The technology that ‘changed everything’

The rumors were true. As a pre-built, all-in-one digital infrastructure, Community Pass reduces the costs of extending digital services to underserved populations — currently nearly 6 million people in Uganda, Kenya, Tanzania, Ethiopia and India.

“Lowering the cost of serving these farmers and helping them become more profitable creates a more commercially sustainable agricultural value chain, which benefits everyone,” says Tara Nathan, the founder of Community Pass.

In 2021, Yo! Uganda Limited, a fintech based in Kampala, integrated Farm Pass with the company’s nationwide payments infrastructure to create Yo! Pay Agric. By setting up a digital account linked to their bank or mobilew wallet, farmers can order supplies, sell crops directly to buyers, track production, check weather forecasts and even find pest control advice. There are now more than 1 million registered users on the Community Pass platform via Yo! Pay Agric.

Salim’s co-op was one of them. “This is the fastest thing we’ve ever used in our lives,” he says. “It changed everything.”

Digital data made it easy to keep track of expected harvest yields.
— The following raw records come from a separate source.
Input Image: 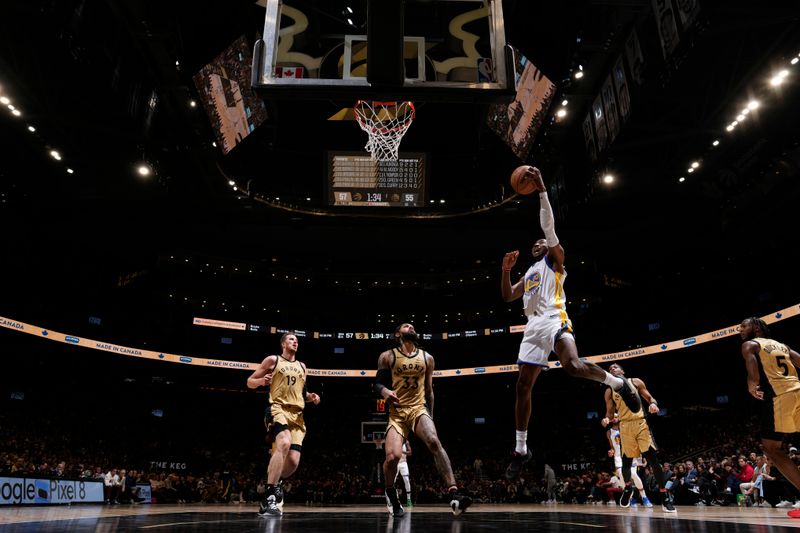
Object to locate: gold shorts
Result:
[386,405,430,440]
[772,391,800,433]
[270,403,306,449]
[619,418,657,459]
And rather than set out on foot to ask a farmer a question, Salim can send a free instant message through the platform. As a result, Nabigingo has expanded from 60 farmers to 500.

With a better understanding of how much fertilizer and seed to order each season, the cooperative’s profits have improved. And by matching Salim and his colleagues directly with buyers, the platform eliminates the go-betweens.

Market value transparency enables farmers to negotiate prices as much as 50% higher than in the past. And Yo! Pay Agric preserves a record of this income, allowing farmers to build a credit profile. This is the digital credit history that will enable banks and lenders to assess loan applications from farmers so they can grow their enterprises.

In Kenya, for example, a pilot program with the U.K. charity Shell Foundation and the Co-operative Bank of Kenya harnesses Community Pass to enable affordable credit so farmers can buy income-generating energy assets like solar-powered irrigation pumps, cold storage and biodigesters, maximizing their yields.

In two years, Uganda’s Nabigingo has amassed enough capital to build a warehouse where farmers can store extra harvest. Now they’re raising funds to install a modern irrigation system at each member’s farm.

As he works to help his fellow farmers get ahead, Salim is also looking out for the next generation. He hopes his four children follow in his footsteps, and he’s making sure better infrastructure is in place when that day comes. As he says: “The digital systems make our work easy.”